Function stubs are composed of a return value, an optional alias, a name, and arguments.
[alias] ( [ ]* ); Aliases make the Rust function name different to the function name in Java; this is useful when you have an overloaded method since Rust does not support overloading and will not compile if two functions have the same name. If left empty, the Rust binding name is presumed to be the same as the Java function name.

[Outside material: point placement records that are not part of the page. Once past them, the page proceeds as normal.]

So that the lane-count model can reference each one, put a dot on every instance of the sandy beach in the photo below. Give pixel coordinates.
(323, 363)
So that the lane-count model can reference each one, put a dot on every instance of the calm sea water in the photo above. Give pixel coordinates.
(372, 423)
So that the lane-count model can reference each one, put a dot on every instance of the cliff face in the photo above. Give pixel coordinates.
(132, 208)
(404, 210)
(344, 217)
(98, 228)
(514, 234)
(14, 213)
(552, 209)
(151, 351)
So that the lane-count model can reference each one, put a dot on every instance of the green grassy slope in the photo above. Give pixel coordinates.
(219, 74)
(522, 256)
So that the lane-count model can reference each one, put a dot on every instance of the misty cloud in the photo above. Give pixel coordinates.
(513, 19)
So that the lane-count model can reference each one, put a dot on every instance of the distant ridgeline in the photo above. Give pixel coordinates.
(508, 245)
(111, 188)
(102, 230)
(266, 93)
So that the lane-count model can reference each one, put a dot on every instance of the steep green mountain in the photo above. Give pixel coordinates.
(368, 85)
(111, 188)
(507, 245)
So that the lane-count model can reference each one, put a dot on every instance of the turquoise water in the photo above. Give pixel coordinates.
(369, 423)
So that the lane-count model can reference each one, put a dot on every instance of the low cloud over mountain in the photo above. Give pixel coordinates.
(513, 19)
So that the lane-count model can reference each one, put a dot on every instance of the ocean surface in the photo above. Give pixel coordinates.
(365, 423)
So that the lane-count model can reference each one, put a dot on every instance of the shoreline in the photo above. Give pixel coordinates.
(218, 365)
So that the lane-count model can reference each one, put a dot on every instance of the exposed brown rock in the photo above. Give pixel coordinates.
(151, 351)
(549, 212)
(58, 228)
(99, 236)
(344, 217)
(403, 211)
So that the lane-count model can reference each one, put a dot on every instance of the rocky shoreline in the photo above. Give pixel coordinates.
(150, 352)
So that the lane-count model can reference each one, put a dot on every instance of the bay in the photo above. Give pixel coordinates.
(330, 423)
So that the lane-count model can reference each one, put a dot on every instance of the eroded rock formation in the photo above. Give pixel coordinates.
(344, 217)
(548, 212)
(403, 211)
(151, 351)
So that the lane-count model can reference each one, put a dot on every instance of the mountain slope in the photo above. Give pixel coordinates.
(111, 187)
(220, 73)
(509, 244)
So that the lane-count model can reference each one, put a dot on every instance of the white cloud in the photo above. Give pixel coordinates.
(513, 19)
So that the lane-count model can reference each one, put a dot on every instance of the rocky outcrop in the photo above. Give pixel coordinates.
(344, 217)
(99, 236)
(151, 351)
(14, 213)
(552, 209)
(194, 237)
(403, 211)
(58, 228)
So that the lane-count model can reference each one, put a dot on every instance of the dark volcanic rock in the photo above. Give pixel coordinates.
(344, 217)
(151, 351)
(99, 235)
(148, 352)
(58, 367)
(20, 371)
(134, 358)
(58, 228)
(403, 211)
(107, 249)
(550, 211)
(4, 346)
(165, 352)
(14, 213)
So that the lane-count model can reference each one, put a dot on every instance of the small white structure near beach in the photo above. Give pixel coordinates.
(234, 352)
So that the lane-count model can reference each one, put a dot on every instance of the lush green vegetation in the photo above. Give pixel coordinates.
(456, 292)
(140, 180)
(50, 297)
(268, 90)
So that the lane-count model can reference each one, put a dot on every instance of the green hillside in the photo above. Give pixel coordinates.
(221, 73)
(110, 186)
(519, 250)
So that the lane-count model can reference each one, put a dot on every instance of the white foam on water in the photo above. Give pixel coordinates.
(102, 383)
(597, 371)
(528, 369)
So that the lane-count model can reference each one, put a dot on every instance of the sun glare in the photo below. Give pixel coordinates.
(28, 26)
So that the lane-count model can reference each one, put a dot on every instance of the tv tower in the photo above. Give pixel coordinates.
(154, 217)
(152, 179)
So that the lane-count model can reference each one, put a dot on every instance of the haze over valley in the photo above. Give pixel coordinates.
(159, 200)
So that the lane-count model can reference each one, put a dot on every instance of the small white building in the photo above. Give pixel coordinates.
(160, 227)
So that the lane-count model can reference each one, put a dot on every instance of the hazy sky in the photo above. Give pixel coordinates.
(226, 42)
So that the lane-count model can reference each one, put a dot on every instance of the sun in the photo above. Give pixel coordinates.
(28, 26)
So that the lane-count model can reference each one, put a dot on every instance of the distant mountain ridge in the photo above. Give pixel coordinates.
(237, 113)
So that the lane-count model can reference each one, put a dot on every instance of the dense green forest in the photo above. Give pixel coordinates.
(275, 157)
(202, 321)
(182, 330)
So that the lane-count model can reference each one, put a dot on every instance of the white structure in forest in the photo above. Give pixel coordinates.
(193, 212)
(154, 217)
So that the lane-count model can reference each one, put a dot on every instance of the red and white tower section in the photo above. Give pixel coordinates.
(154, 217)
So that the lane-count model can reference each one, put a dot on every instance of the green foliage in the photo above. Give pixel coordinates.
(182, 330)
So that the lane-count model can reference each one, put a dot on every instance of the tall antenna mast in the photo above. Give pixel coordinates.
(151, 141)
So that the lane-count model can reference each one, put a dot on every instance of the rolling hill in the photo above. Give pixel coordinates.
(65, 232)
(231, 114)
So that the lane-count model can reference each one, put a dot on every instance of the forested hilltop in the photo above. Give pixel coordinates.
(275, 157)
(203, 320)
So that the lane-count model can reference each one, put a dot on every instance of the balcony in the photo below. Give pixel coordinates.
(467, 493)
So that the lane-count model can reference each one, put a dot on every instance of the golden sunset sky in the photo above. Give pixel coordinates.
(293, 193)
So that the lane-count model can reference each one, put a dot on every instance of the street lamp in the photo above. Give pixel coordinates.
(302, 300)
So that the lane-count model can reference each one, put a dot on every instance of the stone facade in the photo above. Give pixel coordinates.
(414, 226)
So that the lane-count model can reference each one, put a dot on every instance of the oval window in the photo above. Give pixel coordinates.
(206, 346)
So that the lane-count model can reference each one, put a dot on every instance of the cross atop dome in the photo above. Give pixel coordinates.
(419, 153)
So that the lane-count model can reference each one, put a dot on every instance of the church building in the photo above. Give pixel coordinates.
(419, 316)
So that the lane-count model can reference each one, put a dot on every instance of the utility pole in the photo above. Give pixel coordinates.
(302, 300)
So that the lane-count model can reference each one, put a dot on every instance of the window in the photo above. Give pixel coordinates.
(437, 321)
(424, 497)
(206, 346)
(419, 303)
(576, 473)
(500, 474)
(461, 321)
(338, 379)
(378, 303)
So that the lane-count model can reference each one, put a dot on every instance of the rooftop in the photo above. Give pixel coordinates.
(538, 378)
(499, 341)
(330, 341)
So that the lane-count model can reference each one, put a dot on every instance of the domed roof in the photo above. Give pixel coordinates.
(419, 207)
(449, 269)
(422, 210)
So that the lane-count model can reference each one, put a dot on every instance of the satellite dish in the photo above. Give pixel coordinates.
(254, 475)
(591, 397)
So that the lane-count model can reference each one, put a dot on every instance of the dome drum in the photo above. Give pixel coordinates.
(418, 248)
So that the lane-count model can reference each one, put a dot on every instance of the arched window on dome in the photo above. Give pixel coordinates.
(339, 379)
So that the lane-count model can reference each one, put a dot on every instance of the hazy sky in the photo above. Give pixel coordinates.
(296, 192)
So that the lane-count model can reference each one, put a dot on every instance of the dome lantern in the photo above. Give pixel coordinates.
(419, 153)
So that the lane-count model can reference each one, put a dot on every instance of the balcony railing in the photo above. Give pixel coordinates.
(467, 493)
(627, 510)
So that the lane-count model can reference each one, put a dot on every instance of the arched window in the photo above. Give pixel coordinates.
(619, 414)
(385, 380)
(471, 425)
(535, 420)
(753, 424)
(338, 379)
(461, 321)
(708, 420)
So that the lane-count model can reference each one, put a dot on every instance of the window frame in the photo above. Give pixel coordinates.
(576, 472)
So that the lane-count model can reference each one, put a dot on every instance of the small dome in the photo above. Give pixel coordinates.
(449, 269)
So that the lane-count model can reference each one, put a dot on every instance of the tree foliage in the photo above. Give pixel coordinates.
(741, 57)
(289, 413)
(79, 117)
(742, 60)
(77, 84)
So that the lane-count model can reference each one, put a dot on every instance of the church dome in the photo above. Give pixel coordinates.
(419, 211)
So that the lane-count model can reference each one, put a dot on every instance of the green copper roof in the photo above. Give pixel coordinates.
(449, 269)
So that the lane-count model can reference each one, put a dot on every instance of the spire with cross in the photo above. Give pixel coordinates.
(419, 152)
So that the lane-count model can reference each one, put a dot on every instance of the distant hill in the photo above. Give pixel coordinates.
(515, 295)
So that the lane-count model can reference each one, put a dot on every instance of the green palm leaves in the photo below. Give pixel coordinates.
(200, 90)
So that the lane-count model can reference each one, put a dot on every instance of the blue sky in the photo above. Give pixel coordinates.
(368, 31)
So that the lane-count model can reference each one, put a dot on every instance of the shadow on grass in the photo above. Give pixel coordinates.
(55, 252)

class! [java.util.ArrayList<E> {
    int add_at add(int index, E element);
    int add(E element);
}];

will expand to a struct ArrayList with the methods ArrayList::add_at and ArrayList::add:

pub fn add_at(&self, index: int, element: E) -> int {
    return int::from_polyglot_value({
        unsafe {
            crate::polygot::internal::polyglot_invoke(
                self.ptr,
                crate::polygot::internal::make_cstring("add").as_ptr(),
                crate::polygot::internal::expect_variadic(index),
                crate::polygot::internal::expect_variadic(element),
            )
        }
    });
}
pub fn add(&self, element: E) -> int {
    return int::from_polyglot_value({
        unsafe {
            crate::polygot::internal::polyglot_invoke(
                self.ptr,
                crate::polygot::internal::make_cstring("add").as_ptr(),
                crate::polygot::internal::expect_variadic(element),
            )
        }
    });
}

Pass and Receive

The Pass and Receive traits indicate that describe how a type can safely be passed to and received from Graal Polyglot.

Pass and Passable

The Pass trait requires fn pass(&self) -> T to be implemented. Passable is a marker trait for whether a type is safe to directly pass to polyglot, and because unboxed primitives are passed directly but all other types are passed using a pointer. For all objects, pass should be implemented so that it returns its inner pointer (a *Value) like this:

fn pass(&self) -> *mut Value {
    self.ptr
}

Receive

The Receive trait defines how a Polyglot value can be used to construct a type. Usually, it should just instantiate a struct Self with its backing pointer set to the given *mut Value like this:

fn from_polyglot_value(value: *mut Value) -> Self {
    Self { ptr: value }
}

Generics

class! supports generics; the generic type must be Pass + Receive. Due to the poor design decision of treating *mut Values and primitives differently (even though they can be passed to polyglot directly), Pass makes it so that there needs to be an extra parameter for each desired generic. The first generic parameters are the ones you specify, followed by a Passable bound for each one you specified after. Type inference should sort this out, but if you need to specify explicitly, you can tell Rust to still infer the Passable bounds like this:

let my_arraylist: ArrayList<i32, _> = ArrayList::new();

If something goes really wrong, you can explicitly specify the Passable. For primitives, this will be the same as the main type. For other Objects, this will be *mut Value.

Arrays

Arrays are represented by JavaArray. Currently, creating and updating elements in them has not been implemented and Index cannot be implemented, since the trait requires a reference to be returned. The return value of .get() is an Option; if the index is out of bounds, it will be None, otherwise it will be Some(value_at_index).